Linearized Laplace Approximation (LLA)

Updated 30 March 2026

LLA is a method that linearizes complex nonlinear models around the MAP estimate to construct a Gaussian approximation to the posterior for efficient Bayesian inference.
It recasts the linearized Bayesian neural network as a degenerate Gaussian process using the neural tangent kernel, enabling analytic predictive distributions.
Scalable variants such as ELLA, VaLLA, and ScaLLA address computational challenges through approximations like Nyström eigenfunctions and sparse variational methods.

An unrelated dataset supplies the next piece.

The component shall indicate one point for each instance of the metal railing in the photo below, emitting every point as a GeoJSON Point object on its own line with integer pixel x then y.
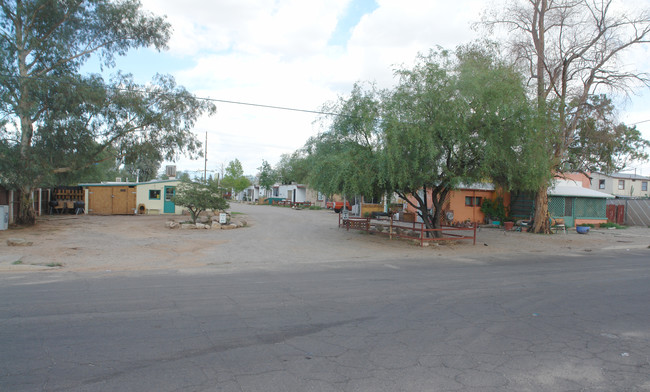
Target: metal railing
{"type": "Point", "coordinates": [413, 231]}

The linearized Laplace approximation (LLA) is a methodology rooted in the Laplace approximation for Bayesian inference, specifically tailored to high-dimensional nonlinear models such as deep neural networks. By linearizing the model around the maximum a posteriori (MAP) solution, LLA enables efficient Gaussian uncertainty estimation while retaining scalability and interpretability. It has become central to modern approaches in Bayesian deep learning, inverse problems, and uncertainty quantification.

1. Core Principles of the Linearized Laplace Approximation

LLA constructs a Gaussian approximation to the posterior by linearizing the forward map or predictive model around the MAP estimate. For a model parameterized by $u \in \mathbb{R}^d$ (or $\theta \in \mathbb{R}^P$ in deep learning), with data $y$ and a forward operator $G(u)$ , the negative log-posterior is typically

$\Phi(u) = \frac{1}{2\epsilon} \, \|y - G(u)\|^2 + R(u),$

where $R(u)$ encodes the prior regularization or prior density. The MAP point $u_{\text{map}} = \arg\min_u \Phi(u)$ anchors the local Gaussian approximation.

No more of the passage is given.